Prom 41: BBC Symphony Chorus & Orchestra – Edward Gardner conducts Pour les funérailles d’un soldat and Dona nobis pacem – Jean-Guihen Queyras plays Elgar

Lili Boulanger
Pour les funérailles d’un soldat
Elgar
Cello Concerto in E-minor, Op.85
Vaughan Williams
Dona nobis pacem

Alexandre Duhamel (baritone) [Boulanger]

Jean-Guihen Queyras (cello)

Sophie Bevan (soprano) & Neal Davies (bass-baritone)

BBC Symphony Chorus

BBC Symphony Orchestra
Edward Gardner


Reviewed by: David Gutman

Reviewed: 12 August, 2018
Venue: Royal Albert Hall, London

Alexandre DuhamelPhotograph: Raphaël LugassyAnother Prom in the seasonal strand vaguely associated with the First World War began with Lili Boulanger’s prescient pre-War evocation of a funeral ceremony. Whether Boulanger’s neglect owes most to the corollaries of premature death, the prominence and longevity of her sister, Nadia, or the oppressive tendencies of men is not for me to say. Pour les funérailles d’un soldat is certainly a piece of considerable promise though it looks two ways: relatively generic French academic tropes rubbing shoulders with darkly glowering chant-based material. The Stygian despondency if not the involvement of the ‘Dies irae’ takes the music away from Berlioz, closer to Rachmaninov (the Boulangers were half-Russian) and on towards Poulenc. Some hear premonitions of Britten in the pizzicato double basses that imitate the marching beat of muffled drums. And there were shades of Britten’s War Requiem in the dispensation of forces in Vaughan Williams’s Dona nobis pacem, with the eloquent Sophie Bevan perched high in the big barn’s equivalent of an organ loft. The tummy-wobbling instrument was itself deployed – tactfully – in several movements.

Before the VW was Elgar’s Cello Concerto, the music re-imagined and refined by a soloist who is a spellbinding chamber player rather than a grand virtuoso. Introverted and Fauré-like, the performance might have sounded more natural in a less cavernous venue but, imaginatively partnered by Edward Gardner and the BBC Symphony Orchestra, it came off remarkably well. In a reading so purged of indulgence and rhetorical excess, the foreground was sometimes ceded to unsuspected woodwind solos and details normally buried but there was no risk that Jean-Guihen Queyras would get swamped and no mistaking the dedication and sincerity of all concerned. Gardner had his violins seated on the left with the cellos hard right so that their brief declamatory alignment with the soloist in the Finale made a big impact before the slide back to hushed retrospection. The encore was not the usual Bach. Queyras played the first of Henri Dutilleux’s Trois Strophes sur le nom de Sacher (one of numerous commissions by Rostropovich, a musician of a very different stripe). Whether those in the Gallery could hear much of it is a moot point. Such self-communing, circumspect eloquence has its limitations.

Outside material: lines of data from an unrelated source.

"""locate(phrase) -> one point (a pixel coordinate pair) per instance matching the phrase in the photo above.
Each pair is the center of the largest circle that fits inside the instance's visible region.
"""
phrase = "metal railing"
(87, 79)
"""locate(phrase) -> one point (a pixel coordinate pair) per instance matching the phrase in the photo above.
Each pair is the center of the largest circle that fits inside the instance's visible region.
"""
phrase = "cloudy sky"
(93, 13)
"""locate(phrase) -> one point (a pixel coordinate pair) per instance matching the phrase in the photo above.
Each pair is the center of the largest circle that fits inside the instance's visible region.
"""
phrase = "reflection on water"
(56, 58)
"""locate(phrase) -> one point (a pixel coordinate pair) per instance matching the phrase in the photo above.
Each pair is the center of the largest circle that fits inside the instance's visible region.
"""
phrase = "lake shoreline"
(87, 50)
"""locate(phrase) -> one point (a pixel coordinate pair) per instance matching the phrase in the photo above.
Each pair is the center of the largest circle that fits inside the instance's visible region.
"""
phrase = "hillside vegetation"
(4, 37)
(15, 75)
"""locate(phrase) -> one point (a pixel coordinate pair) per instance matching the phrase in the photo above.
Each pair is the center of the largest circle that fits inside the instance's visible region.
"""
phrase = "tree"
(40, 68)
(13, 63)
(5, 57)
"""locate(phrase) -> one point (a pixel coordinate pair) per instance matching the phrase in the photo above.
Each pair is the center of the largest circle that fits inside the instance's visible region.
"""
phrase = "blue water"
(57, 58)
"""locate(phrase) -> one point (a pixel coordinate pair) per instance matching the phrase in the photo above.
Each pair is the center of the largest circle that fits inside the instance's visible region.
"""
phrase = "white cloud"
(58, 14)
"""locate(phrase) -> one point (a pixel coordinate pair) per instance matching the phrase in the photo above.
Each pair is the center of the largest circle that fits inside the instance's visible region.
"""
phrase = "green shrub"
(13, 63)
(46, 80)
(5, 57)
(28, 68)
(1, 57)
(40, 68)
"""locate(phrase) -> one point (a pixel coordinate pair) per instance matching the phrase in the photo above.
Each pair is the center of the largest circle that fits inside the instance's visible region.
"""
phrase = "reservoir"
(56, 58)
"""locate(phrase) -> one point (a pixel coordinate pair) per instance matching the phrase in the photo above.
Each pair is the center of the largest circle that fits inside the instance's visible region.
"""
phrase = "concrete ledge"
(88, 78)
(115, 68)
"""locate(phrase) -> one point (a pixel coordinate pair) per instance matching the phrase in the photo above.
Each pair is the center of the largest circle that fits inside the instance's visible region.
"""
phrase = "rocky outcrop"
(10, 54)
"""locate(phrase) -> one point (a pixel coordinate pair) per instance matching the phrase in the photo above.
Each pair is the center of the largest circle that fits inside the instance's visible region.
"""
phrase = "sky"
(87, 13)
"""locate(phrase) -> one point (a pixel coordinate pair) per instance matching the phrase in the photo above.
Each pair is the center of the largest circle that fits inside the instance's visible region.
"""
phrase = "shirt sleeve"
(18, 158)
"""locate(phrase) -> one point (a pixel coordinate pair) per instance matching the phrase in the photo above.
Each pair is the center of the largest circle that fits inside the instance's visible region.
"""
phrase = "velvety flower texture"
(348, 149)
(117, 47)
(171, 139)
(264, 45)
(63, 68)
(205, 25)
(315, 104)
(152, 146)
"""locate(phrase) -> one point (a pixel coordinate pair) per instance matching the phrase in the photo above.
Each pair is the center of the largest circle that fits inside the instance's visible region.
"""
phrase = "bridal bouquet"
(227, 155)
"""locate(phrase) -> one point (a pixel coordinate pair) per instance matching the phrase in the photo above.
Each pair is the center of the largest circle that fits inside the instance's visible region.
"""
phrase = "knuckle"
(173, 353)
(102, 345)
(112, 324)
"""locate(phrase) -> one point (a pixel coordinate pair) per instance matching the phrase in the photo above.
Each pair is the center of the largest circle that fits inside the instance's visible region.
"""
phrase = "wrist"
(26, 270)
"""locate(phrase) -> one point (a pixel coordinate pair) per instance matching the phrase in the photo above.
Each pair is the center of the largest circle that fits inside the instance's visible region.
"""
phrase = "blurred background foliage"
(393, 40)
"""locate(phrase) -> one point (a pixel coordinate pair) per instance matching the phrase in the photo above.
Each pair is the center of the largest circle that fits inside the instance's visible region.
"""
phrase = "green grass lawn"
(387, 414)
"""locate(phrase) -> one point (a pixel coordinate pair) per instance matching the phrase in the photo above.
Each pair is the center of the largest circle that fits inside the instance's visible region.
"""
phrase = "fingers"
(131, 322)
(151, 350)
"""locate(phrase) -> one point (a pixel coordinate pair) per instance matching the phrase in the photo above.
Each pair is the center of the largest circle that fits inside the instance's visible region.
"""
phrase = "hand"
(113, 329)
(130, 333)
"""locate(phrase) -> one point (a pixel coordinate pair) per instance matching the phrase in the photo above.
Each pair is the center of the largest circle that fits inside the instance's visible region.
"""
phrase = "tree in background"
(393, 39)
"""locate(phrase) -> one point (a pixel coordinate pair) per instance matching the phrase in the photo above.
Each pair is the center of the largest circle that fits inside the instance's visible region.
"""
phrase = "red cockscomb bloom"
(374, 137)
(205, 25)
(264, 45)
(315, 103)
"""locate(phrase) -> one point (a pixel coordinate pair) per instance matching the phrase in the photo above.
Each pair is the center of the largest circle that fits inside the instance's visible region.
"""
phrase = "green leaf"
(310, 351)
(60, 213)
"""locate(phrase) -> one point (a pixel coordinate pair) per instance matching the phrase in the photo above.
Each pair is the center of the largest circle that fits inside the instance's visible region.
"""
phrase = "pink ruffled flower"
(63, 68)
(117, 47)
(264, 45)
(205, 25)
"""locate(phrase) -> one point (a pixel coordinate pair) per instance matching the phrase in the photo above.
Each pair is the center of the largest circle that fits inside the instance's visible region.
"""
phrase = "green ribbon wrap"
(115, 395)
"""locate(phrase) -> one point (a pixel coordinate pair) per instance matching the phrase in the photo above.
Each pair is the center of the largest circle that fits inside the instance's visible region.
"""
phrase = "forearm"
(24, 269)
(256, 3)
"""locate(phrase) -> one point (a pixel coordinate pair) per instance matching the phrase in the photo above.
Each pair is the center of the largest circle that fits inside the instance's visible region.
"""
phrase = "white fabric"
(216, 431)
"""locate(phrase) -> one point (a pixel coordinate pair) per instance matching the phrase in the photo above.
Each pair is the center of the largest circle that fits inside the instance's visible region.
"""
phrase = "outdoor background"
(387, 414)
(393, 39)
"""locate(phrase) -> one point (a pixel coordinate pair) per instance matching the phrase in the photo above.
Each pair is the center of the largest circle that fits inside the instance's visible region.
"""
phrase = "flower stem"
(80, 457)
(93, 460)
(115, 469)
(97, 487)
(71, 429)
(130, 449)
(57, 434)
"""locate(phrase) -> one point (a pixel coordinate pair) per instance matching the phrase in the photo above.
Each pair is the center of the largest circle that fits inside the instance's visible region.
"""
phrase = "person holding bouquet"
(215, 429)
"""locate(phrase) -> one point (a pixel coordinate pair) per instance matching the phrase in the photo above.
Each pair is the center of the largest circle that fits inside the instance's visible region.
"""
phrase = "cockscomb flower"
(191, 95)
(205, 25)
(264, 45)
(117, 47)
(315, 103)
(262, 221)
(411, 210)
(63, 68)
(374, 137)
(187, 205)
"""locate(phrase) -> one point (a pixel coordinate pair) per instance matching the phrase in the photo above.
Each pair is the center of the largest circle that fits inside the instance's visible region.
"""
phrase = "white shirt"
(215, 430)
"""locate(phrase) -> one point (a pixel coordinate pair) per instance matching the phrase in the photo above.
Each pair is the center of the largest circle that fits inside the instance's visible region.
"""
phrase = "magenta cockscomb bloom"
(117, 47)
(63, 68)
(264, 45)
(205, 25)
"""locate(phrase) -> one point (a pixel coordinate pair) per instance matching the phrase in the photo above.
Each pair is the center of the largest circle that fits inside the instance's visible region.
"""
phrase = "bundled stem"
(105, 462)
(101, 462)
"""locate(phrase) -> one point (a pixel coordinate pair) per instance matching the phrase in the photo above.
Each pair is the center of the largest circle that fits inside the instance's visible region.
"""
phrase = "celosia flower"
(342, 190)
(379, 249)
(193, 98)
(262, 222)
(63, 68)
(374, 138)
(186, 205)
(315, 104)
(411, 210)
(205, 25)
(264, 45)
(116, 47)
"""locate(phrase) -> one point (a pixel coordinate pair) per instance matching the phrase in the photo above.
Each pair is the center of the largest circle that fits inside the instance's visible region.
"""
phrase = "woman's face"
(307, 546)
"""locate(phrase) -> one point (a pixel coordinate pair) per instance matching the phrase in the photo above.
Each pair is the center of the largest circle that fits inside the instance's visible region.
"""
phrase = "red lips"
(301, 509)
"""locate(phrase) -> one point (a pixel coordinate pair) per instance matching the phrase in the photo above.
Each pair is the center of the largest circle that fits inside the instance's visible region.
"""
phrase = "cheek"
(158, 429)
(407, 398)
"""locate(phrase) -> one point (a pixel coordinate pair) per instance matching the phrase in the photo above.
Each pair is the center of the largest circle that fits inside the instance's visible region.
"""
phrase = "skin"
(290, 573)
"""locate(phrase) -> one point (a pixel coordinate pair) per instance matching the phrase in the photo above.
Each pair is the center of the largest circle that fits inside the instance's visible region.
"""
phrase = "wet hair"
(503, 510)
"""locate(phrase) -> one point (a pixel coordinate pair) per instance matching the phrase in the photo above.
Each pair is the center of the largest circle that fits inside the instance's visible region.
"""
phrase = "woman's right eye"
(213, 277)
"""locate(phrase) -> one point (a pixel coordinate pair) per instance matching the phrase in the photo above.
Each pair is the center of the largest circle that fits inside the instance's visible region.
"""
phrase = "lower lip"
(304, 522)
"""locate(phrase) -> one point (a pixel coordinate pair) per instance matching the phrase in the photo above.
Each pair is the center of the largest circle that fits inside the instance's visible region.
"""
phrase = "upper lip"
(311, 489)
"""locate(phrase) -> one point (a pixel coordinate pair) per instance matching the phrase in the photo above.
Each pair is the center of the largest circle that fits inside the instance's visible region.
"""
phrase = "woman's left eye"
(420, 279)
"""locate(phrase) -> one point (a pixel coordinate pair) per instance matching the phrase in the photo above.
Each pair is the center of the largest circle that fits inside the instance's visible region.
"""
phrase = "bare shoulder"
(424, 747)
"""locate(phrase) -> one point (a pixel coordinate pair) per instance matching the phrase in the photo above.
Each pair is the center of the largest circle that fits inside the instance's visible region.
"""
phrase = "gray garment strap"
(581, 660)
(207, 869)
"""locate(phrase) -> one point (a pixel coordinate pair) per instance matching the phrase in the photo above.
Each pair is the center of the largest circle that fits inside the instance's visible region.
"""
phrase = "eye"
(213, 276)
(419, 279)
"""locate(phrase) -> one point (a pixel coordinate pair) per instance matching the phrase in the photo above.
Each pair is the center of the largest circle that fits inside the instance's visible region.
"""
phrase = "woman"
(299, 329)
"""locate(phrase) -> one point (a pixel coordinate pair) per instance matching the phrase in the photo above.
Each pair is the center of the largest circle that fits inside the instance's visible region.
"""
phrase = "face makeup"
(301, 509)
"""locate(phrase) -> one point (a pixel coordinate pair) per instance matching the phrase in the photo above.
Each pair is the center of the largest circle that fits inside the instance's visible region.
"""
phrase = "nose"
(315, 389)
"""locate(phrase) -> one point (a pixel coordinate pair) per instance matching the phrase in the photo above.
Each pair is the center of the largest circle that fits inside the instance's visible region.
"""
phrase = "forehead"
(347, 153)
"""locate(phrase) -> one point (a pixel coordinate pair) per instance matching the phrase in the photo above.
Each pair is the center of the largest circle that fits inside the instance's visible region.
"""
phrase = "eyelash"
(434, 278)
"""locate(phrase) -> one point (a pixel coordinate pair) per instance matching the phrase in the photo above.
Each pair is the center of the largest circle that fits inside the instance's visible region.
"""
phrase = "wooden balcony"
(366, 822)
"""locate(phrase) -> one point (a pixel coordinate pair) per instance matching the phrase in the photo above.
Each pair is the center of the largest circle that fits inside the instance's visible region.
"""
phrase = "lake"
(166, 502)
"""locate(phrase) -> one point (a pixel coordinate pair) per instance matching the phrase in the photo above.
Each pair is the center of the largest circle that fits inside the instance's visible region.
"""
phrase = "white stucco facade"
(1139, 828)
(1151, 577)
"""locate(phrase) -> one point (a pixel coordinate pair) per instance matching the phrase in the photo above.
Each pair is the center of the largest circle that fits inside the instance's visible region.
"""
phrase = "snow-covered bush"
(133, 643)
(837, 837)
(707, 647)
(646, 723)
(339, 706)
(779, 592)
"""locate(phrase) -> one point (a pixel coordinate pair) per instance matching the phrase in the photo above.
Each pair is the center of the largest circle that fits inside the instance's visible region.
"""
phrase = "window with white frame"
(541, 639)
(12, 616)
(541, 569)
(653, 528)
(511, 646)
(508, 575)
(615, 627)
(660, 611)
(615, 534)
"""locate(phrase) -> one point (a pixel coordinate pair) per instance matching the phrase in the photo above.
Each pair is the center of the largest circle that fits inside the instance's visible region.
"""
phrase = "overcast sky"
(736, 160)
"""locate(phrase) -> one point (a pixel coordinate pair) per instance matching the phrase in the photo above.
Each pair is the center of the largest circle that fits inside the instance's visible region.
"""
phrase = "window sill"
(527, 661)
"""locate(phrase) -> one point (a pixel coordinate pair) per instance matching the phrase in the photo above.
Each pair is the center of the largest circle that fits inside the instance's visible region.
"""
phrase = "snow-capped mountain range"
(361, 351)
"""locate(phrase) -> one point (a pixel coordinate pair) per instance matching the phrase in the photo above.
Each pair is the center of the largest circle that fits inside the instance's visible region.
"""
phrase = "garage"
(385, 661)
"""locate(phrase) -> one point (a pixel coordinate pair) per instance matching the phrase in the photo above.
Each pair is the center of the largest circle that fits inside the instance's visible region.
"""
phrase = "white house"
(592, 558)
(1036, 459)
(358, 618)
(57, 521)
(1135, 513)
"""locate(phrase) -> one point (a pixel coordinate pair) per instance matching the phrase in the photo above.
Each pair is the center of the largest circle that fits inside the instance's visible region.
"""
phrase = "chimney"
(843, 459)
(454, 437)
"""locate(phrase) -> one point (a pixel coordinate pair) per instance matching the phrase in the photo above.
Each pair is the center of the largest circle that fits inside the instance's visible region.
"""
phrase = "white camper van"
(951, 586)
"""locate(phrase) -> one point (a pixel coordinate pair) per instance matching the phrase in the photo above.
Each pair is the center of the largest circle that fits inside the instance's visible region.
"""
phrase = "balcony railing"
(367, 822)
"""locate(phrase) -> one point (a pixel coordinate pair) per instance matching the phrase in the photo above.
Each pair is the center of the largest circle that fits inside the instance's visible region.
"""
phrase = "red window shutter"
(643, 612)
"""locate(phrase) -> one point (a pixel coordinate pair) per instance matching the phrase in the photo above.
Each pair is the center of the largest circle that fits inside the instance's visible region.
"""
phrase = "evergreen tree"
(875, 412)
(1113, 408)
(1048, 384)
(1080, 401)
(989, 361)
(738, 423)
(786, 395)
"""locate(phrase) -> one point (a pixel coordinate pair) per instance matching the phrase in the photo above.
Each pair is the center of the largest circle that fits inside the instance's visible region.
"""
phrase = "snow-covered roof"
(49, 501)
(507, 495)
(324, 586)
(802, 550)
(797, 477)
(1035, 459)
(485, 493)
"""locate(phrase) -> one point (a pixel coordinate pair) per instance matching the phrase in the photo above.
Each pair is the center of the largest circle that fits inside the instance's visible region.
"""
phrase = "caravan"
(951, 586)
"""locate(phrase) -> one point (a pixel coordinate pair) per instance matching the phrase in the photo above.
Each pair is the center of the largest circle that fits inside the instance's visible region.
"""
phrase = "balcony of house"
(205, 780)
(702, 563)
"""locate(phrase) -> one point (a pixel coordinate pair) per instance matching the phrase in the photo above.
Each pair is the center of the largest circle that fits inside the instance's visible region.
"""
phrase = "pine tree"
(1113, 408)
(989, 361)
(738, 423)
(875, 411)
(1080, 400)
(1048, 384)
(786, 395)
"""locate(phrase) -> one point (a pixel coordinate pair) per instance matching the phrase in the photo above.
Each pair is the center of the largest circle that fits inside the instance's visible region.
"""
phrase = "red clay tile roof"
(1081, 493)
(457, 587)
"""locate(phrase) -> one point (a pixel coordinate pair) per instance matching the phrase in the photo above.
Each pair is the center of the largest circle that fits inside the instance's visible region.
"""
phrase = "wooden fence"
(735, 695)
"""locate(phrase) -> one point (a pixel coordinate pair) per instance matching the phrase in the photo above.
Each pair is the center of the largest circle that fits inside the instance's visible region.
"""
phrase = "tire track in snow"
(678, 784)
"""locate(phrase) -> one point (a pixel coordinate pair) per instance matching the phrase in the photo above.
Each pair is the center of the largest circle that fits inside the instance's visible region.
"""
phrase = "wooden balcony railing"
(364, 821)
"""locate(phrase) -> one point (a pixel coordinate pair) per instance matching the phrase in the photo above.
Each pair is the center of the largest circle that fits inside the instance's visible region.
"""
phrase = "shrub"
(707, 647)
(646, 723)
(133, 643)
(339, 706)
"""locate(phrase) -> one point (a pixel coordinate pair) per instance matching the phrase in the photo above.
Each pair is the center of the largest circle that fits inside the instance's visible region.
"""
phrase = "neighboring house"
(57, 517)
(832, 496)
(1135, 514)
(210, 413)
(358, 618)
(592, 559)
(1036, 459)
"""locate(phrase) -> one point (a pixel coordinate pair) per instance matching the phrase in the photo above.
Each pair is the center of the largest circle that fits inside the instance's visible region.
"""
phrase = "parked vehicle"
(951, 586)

Gardner’s take on the Vaughan Williams was typically vivid, fresh and forthright. There have been more emotive readings but few in which everything sounded so cleanly. Chorus and Orchestra were again on excellent form. I was not too keen on Neal Davies’s Benjamin Luxon-ish vibrancy (there’s now some lack of tone at the bottom of the range) but that is to nitpick. Unjustly neglected though it used to be, the fact remains that, for some of us, the piece doesn’t quite work. The interpolated ‘Dirge for Two Veterans’ (Whitman), even earlier than the Boulanger, goes on too long and doesn’t sit well with the material written in the 1930s – the printed programme note was unhelpfully silent on this – while the affirmative element, queried as it is by the quiet closing plea for peace, didn’t seem any less facile here for all the perspicacity of Gardner’s direction. Partly because the Henry Wood Promenade Concerts were primarily orchestral entertainments which helped create a national taste for secular music at the expense of the choral, several major Vaughan Williams scores went unheard in his lifetime. Incredibly, Sancta civitas was not heard at the Proms until three years ago while this was only the second outing for Dona nobis pacem, previously given in 1964 when Malcolm Sargent’s BBC forces were joined by Heather Harper and John Shirley‐Quirk.

Fortunately a near-capacity audience was on what passes for its best behaviour these days and the BBC Symphony Orchestra showed no sign of the wear and tear that can sometimes afflict it by this point of the Proms season.